- Education: University of Maine
- Occupations: Gym manager, American Ninja Warrior competitor
- Years active: 2016–present
- Television: American Ninja Warrior, American Ninja Warrior: Ninja vs Ninja, Team Ninja Warrior, American Ninja Warrior: All Stars, Ninja Warrior Germany
- Height: 5 ft 7.5 in (171.5 cm)
- Partner: Chris DiGangi
- Website: www.flexlabreck.com

= Jesse Labreck =

American Ninja Warrior competitor

Jesse "Flex" Labreck is an American gym manager, athlete, and American Ninja Warrior (ANW) competitor. A former collegiate track and field athlete for the University of Maine, Labreck debuted on ANW in 2016. She won season 3 of American Ninja Warrior: Ninja vs Ninja in 2018 and won the ANW women's championship in 2022. Labreck was inducted into the University of Maine Sports Hall of Fame in 2018. After running a ninja gym in Naperville, Illinois for 7 years, she moved back to Maine, where she now resides with her fiancé, fellow ninja competitor Chris DiGangi, and their two children.

==Early life==
Labreck is from Oakland, Maine. In fifth grade, at the encouragement of a science teacher, she tried out for track and field. She attended Messalonskee High School, where she continued to participate in track and field. Labreck went to the University of Maine where she got a degree in elementary education.

==Collegiate sports==
Labreck was a track star at the University of Maine, earning a full athletic scholarship. She competed in hurdles and the heptathlon and, as of 2025, still holds 9 collegiate records. She was named most outstanding field performer twice in the America East indoor championship and won the Coaches Award for most points scored at the outdoor meet another two times.

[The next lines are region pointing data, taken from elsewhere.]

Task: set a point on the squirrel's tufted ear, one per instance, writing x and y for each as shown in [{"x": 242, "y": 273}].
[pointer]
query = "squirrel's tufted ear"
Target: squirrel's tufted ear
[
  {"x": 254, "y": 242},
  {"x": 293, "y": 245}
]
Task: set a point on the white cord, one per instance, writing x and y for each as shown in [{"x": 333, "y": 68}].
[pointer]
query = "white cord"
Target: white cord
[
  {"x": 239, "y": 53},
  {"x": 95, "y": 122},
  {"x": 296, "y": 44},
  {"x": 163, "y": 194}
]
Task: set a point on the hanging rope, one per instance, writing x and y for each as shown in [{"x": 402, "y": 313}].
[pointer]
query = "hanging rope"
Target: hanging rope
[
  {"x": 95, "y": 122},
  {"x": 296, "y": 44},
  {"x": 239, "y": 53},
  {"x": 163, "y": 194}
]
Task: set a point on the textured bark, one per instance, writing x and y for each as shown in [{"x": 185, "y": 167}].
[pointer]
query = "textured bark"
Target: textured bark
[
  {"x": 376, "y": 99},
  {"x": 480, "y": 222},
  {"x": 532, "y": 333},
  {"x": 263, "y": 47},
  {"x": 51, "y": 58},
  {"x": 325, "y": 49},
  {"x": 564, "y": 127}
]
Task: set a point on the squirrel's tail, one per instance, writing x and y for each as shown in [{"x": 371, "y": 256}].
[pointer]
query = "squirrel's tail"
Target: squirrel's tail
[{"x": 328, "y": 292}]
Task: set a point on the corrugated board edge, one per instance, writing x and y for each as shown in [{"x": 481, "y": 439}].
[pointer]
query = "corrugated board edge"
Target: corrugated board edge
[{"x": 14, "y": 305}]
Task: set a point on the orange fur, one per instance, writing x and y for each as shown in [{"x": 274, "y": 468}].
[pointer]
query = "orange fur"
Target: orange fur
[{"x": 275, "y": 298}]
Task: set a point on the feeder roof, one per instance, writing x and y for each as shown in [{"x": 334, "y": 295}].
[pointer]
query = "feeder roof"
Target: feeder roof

Labreck was inducted into the University of Maine Sports Hall of Fame in 2018.

==Career==
While preparing for ANW, Labreck got a job coaching track and field at Wheaton College in Norton, Massachusetts, with her former University of Maine coach Dave Cusano. After Cusano transferred to another university, Labreck began a part-time job at a gym in Massachusetts. Later, she became a live-in caretaker to a woman with cerebral palsy. Labreck first became aware of ninja warrior competitions while working as a fourth-grade teacher in Belgrade, Maine.

Labreck operated and coached at her gym, Ultimate Ninjas, in Naperville, Illinois for seven years. In 2025, she moved back to her home state of Maine and was hired as the manager and head coach of the Alfond Youth & Community Center in Waterville.

In April 2024, with fellow ANW competitor Mike Silenzi, Labreck released a children's book about ninja titled Hit the Buzzer: I Can Be an Ultimate Ninja.

==On American Ninja Warrior==
Labreck made her debut to ANW in season 8 at the age of 25, making it to the national finals. She was the first woman to make it to the national finals in her rookie year. In ANW season 9, Labreck and Allyssa Beird both hit buzzers at the city qualifiers in Cleveland, Ohio. This marked the first time that two women had ever hit qualifying buzzers in the same region. Later that season, Labreck became the second woman (after Jessie Graff) to make the top 15 in a city finals course. In 2018, Labreck won season 3 of American Ninja Warrior: Ninja vs. Ninja (formerly Team Ninja Warrior) with her team Labreckfast Club as the only female team leader among 32 teams. In 2022, she won the second annual ANW women's championship.

Labreck has made it to the national finals 7 times in total. She also held the women's buzzer record of 10 buzzers until she was surpassed by Taylor Greene in 2026. As of 2021, she also held the record for most buzzers by a woman in a single season, with 6. She is only one of 3 women to have completed Stage 1 of the ANW national finals in Las Vegas, alongside Jessie Graff and Allyssa Beird.